[SOLVED] Split brain resolution after running one cluster member as standalone

Matache_Macelaru

New Member
Dec 10, 2022
4
1
3
I have a rather strange question, and a nice use case. Cluster of 3 nodes on PVE 6.4-13, being moved offsite but not together.

CONTEXT:
Because of reasons, they cannot move all three nodes at once, so instead they will move first only one (A), then the other two(B&C).​
Adding on top of this mess, the first node that will be moved has to run some VMs, and the other two will continue to run in the old place a few more days.​
Lucy for me - there is no shared storage involved, coz that would be another mess o_O

I know that for A to work in the new location, I need pvecm e 1 to allow it to start, this is OK and working as expected in the new location.

Now finally let's get to the question: how to proceed when B&C arrive in the new location ?

I don't know that PVE will be able to merge the two sets of diverging data ( A + B&C ), but I really don't care about C's data, so I'm thinking to help the cluster by giving it something it knows to handle, by inverting the problem instead of 2 nodes out of sync TO just one node out of sync ;)

In the new location:
- Power Off A
- Power On B&C
- Check B&C are in sync
- Then Power On A

Q1. Will this trick work ?
(I am expecting that anything done on A in the meantime will be reverted, and that's ok)​
Q1.1. How is the "latest" version of the cluster being determined - quorum/consensus of data OR timestamp ?

The alternate solution I am considering is:
- Isolate A's network​
- Power On B&C​
- Check B&C are in sync​
- With A's network still isolated - use the manual removing a cluster node info and remove node A​
- As a good measure, reboot A​
- reconnect A's network​
- Follow normal steps for joining A to the cluster​
Q2. Can I rejoin the same cluster after using this method ?
The manual isn't clear on this, for "Separate a Node Without Reinstalling" section, just the main one states that should not rejoin the same cluster.​

There is of course the third option, reinstall, clearly supported in the manual - however I wish to avoid this if possible.

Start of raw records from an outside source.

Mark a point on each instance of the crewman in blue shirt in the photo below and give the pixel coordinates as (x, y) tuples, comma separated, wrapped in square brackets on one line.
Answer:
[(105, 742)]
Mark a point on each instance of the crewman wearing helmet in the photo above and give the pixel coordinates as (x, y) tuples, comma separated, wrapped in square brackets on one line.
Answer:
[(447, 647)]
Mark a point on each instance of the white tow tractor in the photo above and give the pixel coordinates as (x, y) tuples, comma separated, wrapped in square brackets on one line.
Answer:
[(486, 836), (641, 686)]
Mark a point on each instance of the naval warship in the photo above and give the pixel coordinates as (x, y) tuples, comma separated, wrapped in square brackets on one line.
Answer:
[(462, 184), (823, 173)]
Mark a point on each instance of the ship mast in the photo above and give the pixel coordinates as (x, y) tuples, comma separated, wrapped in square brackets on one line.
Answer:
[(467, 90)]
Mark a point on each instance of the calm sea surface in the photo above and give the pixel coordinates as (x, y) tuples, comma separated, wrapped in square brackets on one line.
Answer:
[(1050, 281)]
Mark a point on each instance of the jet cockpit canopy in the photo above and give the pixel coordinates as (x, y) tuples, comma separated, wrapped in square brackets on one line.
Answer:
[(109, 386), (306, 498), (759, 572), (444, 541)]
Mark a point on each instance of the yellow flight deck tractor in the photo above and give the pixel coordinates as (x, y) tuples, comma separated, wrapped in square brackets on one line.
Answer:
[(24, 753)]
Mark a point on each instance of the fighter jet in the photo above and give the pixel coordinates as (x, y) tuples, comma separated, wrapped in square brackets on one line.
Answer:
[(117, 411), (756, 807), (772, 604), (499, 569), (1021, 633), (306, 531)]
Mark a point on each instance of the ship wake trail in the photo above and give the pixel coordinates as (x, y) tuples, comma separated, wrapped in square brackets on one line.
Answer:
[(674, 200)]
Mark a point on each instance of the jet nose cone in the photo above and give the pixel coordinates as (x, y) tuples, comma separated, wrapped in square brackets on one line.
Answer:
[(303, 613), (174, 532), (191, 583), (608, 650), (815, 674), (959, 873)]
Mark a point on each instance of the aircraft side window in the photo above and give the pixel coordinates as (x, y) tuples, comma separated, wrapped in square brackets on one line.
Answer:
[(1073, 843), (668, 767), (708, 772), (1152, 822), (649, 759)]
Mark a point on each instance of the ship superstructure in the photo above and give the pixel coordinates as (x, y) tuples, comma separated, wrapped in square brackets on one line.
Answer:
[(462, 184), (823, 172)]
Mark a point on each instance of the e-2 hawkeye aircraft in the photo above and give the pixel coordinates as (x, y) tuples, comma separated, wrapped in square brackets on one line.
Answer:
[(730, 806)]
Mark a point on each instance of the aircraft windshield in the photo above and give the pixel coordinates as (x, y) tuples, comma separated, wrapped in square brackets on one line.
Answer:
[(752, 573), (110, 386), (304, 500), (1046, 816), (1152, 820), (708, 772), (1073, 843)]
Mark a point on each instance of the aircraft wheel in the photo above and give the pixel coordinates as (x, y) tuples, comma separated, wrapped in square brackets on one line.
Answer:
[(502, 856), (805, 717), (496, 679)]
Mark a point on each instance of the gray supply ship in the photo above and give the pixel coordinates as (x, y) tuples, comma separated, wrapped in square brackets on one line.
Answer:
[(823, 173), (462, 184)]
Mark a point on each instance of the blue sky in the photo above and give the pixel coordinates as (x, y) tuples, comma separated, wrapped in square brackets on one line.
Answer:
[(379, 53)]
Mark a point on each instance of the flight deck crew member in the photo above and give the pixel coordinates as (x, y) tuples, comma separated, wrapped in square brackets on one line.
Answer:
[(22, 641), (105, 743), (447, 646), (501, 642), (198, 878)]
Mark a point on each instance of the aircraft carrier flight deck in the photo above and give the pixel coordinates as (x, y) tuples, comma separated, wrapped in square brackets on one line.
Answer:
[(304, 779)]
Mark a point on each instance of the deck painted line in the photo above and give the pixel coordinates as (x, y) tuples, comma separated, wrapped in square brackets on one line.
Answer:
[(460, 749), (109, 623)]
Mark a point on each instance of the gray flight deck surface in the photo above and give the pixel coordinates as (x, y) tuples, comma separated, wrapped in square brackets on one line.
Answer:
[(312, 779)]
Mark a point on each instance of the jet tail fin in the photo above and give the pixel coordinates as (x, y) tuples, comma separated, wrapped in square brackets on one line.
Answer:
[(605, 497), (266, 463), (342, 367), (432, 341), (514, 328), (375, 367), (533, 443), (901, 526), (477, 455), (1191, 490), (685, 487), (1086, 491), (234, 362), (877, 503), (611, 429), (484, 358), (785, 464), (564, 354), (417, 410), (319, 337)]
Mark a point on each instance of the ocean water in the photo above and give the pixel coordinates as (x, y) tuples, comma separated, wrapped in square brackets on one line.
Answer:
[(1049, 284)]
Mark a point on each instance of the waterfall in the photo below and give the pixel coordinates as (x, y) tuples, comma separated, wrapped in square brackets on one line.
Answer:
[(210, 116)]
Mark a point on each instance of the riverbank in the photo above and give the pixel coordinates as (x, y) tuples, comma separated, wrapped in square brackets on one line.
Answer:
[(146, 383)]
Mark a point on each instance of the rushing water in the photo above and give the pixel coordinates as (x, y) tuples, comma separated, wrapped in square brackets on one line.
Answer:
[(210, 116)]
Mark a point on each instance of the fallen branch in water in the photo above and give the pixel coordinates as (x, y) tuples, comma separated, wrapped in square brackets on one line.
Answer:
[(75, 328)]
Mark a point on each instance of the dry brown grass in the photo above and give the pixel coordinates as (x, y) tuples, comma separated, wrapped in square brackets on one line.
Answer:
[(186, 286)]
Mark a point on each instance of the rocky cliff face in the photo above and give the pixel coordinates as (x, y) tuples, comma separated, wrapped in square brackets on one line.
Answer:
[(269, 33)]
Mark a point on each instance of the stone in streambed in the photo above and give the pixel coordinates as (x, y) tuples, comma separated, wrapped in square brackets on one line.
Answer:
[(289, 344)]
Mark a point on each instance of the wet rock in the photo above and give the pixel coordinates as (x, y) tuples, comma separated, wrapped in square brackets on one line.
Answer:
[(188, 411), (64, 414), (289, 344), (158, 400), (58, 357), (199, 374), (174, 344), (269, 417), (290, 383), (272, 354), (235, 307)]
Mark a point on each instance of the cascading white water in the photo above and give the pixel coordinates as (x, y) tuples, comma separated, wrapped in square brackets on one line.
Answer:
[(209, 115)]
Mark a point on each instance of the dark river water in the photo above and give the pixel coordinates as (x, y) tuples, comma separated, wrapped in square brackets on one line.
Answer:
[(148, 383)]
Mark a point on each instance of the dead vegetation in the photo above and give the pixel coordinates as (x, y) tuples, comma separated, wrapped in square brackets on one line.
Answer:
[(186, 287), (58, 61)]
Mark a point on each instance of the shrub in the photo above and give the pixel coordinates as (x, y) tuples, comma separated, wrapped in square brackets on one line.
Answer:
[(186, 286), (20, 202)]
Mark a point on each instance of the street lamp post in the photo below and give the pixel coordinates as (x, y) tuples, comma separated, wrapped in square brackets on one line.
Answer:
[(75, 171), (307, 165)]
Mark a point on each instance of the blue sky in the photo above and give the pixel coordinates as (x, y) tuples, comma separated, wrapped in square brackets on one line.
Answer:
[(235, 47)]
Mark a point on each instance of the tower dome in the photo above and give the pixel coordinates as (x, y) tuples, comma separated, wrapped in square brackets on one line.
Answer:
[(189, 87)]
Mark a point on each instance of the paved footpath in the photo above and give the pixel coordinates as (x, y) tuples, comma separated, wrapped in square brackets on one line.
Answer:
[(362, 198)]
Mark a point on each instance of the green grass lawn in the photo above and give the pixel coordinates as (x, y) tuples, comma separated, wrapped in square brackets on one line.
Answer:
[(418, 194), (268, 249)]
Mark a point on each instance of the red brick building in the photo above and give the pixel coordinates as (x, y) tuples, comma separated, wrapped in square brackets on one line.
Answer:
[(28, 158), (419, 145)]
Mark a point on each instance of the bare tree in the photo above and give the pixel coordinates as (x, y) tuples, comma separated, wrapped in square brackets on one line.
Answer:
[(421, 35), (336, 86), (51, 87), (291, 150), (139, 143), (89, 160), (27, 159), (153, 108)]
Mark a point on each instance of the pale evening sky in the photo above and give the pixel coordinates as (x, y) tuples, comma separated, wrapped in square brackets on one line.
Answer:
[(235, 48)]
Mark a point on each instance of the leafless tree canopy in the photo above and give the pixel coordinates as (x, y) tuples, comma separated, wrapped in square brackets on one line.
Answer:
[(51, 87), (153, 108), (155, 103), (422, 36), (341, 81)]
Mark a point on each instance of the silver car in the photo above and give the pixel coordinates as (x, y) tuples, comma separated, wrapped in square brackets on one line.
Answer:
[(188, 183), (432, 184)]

I am not afraid to get my hands dirty in cli, would very much like to learn and tinker than do a clean install.

After writing 90% of this, it hit me that I could spin up 3 VMs and simulate this scenario :mad:
 
Following up on my self with VMs:

Q1. Yes, it will work, latest version is determined by quorum/consensus

Q1 Details
pvecm e 1 is only temporary, upon reboot the node is waiting for quorum/number of members in initial cluster​
Upon merging, any changes done while in standalone are reverted​
Q2. Have not tested, as my goal has been reached



I'm leaving this here for anyone else with similar predicament.
 
Last edited:
  • Like
Reactions: datdenkikniet
Oops I just split brained my two cluster node by mistake. Node2 is about to get shutdown but node1 seems to have shut itself down. I don't mind re-installing proxmox but crikey, that was a surprise. Luckily the VM that I care about has not migrated (its on the off machine), although I do see one VM that is about to get deleted (on the running node2) I assume, no idea what will happen when I power up node1, luckily for me it is no signifigance. Now I see why they say minimum of 3 physical good to learn this hard before I got too deep. I wish I had a way to verify if I really do need to re-install my "cluster-node2". node2 is about to get powered down and node1 powered up, the cluster destroyed and node2 reinstalled. O am I best to to have them both powered up for any part of this rest? Probably I did not give you enough detail to answer.